The design for this function is quite simple.  We shall build a __dictionary__ (in actuality a __dictionary of dictionaries__) using the book number as they key.

Each sub-dictionary will be of the following structure:

```
bookNumber: {'author': <string> book author,
             'timesOut2019': <int> count of times loaned in 2019,
             'title': <string> title of the book}
```
The `build_task1_details()` function will, for each entry in the loans list:
- extract the bookumber
- convert the booknmber to an int (as the reader will make this a string)
- extract the loaned date
- convert the loaned date to a string
- convert the loaned date to a "human readable" format

If the booknumber __is not__ present in the report_dict dictionary, then a new sub dictionary is created based on the booknumber.
The function also checks if the book was loaned in 2019, if it was, then it either sets timesOut2019 to 1 or increments the value if a value is present.  If the book was not loaned in 2019, then it does not add it, or update any existing entry in the dictionary.

One additional thing to note, the question says that if we find books in the bookloans file then these should be discarded.  This is accomplished by checking the title and the author - if these are empty, the we remove that book from our report dictionary.

#### Sorting the data

The `build_task1_details()` function returns a dictionary of dictionaries in ascending booknumber order - which is not what was requested in the task.  We now need to sort the data.

We do the sorting in the `sort_and_generate_task1_content()` function.  
It sorts on the dictionary element "timesOutIn2019".  By default this is done in an increasing order, which is what the question has asked for. 

In order to provide feedback, we also print out the sorted list.  This can be seen with the two print statement, the first sets the headers for the screen and the second the actual printing of values.  Formatting is used here to allow the data to be presented in a nicely formatted way.

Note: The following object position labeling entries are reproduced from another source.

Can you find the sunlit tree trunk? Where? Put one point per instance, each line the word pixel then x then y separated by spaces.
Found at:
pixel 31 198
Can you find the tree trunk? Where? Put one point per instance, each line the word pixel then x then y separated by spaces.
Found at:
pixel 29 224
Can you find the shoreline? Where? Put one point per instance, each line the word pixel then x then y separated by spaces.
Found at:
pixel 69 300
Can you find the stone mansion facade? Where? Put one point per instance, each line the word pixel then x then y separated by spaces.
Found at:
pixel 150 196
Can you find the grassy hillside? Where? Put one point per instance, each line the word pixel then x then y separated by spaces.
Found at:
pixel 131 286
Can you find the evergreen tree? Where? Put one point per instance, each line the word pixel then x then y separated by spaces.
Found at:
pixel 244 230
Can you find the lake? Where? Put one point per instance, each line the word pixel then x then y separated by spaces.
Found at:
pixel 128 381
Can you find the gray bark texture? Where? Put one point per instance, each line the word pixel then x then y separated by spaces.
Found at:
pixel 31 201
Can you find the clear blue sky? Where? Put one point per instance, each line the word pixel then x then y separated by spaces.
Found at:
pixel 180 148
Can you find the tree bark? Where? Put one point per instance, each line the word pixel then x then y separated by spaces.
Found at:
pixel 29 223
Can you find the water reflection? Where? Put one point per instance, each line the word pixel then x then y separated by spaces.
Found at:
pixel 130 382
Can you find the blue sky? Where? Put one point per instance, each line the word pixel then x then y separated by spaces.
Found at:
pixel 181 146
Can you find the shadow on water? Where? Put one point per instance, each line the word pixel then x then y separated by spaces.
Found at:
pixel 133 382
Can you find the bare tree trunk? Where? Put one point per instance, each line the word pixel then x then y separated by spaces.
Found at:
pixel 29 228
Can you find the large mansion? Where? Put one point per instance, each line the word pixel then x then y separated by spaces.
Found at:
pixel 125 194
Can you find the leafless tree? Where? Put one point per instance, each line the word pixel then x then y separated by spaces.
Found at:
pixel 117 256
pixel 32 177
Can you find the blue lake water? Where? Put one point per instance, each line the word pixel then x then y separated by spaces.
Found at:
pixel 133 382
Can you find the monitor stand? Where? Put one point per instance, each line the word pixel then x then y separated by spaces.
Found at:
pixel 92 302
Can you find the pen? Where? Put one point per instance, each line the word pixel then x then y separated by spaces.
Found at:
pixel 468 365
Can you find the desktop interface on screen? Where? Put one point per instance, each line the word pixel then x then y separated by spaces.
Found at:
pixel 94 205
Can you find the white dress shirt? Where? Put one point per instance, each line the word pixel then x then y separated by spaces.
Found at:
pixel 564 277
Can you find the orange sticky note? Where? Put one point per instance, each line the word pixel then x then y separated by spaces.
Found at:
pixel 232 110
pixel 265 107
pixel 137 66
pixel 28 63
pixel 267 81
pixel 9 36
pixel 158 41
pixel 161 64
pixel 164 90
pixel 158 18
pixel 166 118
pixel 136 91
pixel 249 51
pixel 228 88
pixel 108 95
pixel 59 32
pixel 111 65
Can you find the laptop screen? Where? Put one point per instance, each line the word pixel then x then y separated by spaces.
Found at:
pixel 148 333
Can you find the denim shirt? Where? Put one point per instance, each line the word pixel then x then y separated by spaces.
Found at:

This function also returns a sorted list - which is what the next stage used.

#### Outputting a CSV

```def create_report(file_name, headers, content):
    try:
        with open(file_name, 'w', newline="") as out_file:
            csvwriter = csv.writer(out_file)
            csvwriter.writerow(headers)
            csvwriter.writerows(content)
    except:
        print(
            'Trying to create {} failed.  No further information was available'
            .format(file_name)
        )
        sys.exit(1)         
```
The final stage is to output a CSV containing the report which will, at this stage, be present on screen.
The function is just a standard CSV writer enclosed in a try/except to catch any file errors.
The fnction takes 3 parameters: the file name, the headers and the content and from this creates a CSV for the user to view.